Posted by derekmcmillan at 9:57 AM BST
Saturday, 26 June 2004
Politest anarchists
In East Grinstead we seem to have the politest anarchists in the world.

Their slogan is not "kill the police" or "strangle the last capitalist with the guts of the last priest"....it is "question authority."

Now I am (rather obviously) not an anarchist but I will go along with that one. Any authority worth its salt can stand questioning. And that is why the concept of role models is wrong. They do as much harm to the "messiah" as they do to the "disciples" (metaphor!)
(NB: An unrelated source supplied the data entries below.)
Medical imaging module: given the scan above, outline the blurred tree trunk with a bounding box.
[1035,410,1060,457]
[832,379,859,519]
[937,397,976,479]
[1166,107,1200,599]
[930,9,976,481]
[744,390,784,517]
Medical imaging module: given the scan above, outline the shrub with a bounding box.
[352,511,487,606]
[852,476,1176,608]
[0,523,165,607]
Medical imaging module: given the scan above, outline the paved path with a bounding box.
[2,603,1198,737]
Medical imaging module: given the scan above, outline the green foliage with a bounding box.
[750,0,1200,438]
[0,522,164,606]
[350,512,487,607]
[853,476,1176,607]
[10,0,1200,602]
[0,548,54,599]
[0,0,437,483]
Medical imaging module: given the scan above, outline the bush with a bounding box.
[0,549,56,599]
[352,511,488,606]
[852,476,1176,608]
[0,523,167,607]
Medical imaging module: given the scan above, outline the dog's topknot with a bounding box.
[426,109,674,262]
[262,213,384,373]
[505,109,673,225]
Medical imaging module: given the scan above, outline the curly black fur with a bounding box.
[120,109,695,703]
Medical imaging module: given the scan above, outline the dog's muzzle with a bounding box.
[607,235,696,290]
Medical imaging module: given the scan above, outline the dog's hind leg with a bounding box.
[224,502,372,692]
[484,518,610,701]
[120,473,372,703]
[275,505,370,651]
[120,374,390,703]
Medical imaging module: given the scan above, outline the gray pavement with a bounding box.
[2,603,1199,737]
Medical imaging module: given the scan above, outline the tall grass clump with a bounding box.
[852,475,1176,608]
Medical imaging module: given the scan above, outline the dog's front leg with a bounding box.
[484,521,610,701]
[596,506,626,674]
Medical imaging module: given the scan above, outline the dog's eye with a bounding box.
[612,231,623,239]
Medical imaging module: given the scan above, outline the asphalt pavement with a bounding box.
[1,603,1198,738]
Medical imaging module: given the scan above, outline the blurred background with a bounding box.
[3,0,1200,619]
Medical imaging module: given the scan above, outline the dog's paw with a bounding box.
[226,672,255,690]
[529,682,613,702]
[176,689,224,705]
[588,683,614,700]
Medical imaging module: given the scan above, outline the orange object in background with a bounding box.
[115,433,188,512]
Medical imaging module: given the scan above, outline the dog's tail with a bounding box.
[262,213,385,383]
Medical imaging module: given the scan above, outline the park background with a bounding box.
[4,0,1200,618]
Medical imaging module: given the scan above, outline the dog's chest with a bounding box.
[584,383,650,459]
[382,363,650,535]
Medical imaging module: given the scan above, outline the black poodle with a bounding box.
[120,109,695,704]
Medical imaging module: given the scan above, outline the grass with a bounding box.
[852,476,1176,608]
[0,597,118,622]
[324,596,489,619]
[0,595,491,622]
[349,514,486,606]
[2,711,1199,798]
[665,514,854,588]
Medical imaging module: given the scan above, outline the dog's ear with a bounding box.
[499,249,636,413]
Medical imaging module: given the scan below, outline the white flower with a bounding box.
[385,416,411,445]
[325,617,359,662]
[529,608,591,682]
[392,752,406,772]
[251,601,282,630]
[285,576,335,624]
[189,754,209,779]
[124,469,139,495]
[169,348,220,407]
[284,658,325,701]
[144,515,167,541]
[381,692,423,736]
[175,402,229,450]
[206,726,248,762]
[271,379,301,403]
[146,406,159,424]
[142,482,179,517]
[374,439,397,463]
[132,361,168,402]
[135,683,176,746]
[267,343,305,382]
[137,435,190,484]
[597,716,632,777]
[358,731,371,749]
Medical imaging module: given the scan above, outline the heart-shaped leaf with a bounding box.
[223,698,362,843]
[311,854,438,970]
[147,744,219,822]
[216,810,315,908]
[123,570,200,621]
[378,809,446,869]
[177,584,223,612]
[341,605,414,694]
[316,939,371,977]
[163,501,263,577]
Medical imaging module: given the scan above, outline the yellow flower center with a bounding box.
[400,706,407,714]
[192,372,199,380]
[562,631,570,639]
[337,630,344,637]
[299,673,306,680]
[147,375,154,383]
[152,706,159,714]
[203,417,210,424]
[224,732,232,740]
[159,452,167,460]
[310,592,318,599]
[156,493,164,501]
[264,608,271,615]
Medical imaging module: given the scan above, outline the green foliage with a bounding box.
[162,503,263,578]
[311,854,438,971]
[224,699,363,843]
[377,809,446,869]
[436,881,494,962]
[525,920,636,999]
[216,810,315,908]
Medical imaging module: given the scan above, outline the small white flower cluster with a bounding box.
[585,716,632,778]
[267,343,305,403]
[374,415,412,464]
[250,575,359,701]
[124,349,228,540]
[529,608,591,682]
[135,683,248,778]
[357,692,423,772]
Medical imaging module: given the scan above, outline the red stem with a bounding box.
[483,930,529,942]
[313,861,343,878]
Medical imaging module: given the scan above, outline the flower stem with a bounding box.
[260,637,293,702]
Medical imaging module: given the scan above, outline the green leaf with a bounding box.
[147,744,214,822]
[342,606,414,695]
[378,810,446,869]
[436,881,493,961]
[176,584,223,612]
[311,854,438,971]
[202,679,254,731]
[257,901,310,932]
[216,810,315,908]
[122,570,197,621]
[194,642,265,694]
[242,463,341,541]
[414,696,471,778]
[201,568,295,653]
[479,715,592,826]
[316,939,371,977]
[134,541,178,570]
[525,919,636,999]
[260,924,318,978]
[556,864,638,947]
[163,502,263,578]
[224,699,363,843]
Posted by derekmcmillan at 8:54 PM BST
Tuesday, 22 June 2004
Role model for our charges?
Now Playing: Aimee Mann: driving sideways
In school today we received the most pompous announcement I have ever seen. "Staff should maintain a reasonable standard of dress. Remember that we are role models for our young charges."

Some confusion between "role model" and "fashion plate" here I think. I imagine my pupils turning up with clothing like mine. I shudder.
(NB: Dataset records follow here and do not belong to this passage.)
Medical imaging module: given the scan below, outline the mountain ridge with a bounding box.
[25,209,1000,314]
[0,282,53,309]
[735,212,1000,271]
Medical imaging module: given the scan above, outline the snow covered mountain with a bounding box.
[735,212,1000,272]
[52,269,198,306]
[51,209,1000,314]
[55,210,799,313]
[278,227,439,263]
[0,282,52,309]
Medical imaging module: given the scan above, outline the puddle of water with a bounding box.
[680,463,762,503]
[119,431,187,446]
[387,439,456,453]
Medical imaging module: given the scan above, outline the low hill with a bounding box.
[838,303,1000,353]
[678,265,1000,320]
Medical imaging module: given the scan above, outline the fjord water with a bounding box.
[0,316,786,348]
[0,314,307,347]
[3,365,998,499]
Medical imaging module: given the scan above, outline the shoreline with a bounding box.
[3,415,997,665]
This evening I received an email from a member at the other end of the county who has received the same pompous message so perhaps this originates with West Sussex or the government :)
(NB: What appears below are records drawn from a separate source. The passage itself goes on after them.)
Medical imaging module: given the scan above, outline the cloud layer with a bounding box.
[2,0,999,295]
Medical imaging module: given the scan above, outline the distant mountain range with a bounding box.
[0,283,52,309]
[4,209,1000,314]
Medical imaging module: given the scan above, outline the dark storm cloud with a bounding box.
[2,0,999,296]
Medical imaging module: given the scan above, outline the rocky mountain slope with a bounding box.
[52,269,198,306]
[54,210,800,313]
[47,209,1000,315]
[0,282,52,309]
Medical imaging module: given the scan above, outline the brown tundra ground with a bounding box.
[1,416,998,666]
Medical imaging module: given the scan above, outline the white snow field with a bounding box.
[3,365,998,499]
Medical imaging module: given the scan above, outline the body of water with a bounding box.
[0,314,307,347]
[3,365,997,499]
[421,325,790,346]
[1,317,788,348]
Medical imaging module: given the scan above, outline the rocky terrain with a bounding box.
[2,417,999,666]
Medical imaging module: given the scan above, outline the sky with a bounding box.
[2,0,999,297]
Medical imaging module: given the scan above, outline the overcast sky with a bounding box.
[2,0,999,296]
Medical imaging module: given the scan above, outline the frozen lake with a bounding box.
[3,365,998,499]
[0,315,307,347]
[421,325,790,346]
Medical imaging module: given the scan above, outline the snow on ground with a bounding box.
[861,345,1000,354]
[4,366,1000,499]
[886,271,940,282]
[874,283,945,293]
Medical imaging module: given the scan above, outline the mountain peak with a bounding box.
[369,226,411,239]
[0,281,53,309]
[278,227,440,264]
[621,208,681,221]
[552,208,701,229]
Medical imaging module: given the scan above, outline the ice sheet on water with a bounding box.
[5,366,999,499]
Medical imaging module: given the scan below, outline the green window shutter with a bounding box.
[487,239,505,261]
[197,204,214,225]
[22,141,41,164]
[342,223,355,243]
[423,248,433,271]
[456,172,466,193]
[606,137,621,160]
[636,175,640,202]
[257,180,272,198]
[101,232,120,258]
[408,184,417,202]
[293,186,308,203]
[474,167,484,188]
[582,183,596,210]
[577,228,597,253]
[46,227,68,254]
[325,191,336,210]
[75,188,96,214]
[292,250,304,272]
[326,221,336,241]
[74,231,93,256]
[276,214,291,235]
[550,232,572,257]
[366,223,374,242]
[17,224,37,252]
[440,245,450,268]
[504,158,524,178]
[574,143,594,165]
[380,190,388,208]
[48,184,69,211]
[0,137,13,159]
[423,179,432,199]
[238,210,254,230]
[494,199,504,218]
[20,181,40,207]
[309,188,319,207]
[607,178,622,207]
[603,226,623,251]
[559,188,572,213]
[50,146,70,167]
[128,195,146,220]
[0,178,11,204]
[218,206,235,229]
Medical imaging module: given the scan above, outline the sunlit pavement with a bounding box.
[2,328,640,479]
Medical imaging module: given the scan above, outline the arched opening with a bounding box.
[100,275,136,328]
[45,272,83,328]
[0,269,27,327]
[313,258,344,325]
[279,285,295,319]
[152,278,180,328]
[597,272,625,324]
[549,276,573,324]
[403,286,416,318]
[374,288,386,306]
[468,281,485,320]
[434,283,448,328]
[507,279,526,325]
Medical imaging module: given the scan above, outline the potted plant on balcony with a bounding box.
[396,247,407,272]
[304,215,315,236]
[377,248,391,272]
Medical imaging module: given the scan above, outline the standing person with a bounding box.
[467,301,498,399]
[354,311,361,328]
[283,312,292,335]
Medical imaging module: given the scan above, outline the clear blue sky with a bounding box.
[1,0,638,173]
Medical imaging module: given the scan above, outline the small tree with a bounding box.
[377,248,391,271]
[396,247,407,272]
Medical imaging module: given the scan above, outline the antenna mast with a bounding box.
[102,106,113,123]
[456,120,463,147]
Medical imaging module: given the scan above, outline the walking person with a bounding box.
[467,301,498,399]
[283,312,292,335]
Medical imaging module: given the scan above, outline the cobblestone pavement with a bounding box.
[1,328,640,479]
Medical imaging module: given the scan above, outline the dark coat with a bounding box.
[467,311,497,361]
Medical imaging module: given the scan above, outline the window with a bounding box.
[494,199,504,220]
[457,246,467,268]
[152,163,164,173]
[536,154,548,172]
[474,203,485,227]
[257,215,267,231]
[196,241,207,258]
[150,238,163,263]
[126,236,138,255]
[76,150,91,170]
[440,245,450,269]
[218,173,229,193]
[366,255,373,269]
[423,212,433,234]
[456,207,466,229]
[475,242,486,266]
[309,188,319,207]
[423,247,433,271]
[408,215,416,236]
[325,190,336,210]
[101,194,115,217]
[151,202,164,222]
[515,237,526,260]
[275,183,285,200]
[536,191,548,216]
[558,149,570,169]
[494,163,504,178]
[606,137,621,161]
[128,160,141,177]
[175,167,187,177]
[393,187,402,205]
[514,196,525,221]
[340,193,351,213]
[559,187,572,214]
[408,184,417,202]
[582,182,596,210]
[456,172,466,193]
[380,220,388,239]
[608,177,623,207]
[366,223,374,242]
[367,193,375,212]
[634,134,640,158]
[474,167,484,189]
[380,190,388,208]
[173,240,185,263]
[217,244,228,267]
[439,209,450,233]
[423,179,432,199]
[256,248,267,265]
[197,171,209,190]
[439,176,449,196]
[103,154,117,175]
This is absurd. In the first place no teacher in the school dresses in a remotely outrageous way (T shirts with unedited comments about colleagues for example!)

More importantly if my pupils learn nothing else from me they learn "no role models." There are several reasons for this but the main one is that they ought to be thinking for themselves.

Another reason is exemplified by one of my sons. He admired the unlikely triumvirate of Che Guevara, Bob Marley and American comedian Bill Hicks. These were all dead and could therefore not betray. Any living role model can betray. Don't have any. Think for yourself

To quote The Life of Brian
Brian: "You are all different."
Chorus: "Yes master we're all different"
lone voice: "I'm not!"


Posted by derekmcmillan at 9:34 AM BST
Sunday, 30 May 2004
Open Letter to Soames
My MP is Nicholas Soames. I thought it appropriate to write to him because he was severely critical of the Daily Mirror for its alleged torture photos...when there are clearly larger issues involved.....


Dear Mr Soames



It has been reported in the New York Times that prisoners have been tortured by the United States authorities and the report has been repeated by the world's media.


This is not a case of a dubious photograph in a newspaper; nor is it a case of the work of a few "rogue elements." The report makes it clear that this is the specific torture of terrorist suspects authorised at the highest level by the Justice Department and the CIA. The complaints have not come from left-wing extremists or Guardian readers but from the FBI.


Khalid Shaikh Mohammed, thought to have helped plan 9/11 terror attacks, was strapped down, forcibly pushed under water and made to believe he might drown; that and other techniques were authorized by set of secret rules for interrogation of high-level Qaeda prisoners that were endorsed by Justice Dept and CIA; rules first adopted by Bush administration after 9/11 for handling detainees and may have helped establish new understanding throughout government that officials would have greater freedom to deal harshly with detainees; methods used by CIA are so severe that senior officials of Federal Bureau of Investigation directed its agents to stay out of interviews for fear of being compromised in future criminal cases. (New York Times summary)


I have three questions for you.


1) Are you proud to be associated with this use of torture, a torture method copied directly from the Gestapo?

2) Do you consider that a confession extracted by these methods should be used to condemn a suspect?

3) If you do not support these methods, do you intend to speak out against them.


(I have also circulated this letter to the grinsteadstopwar group set up by my sons.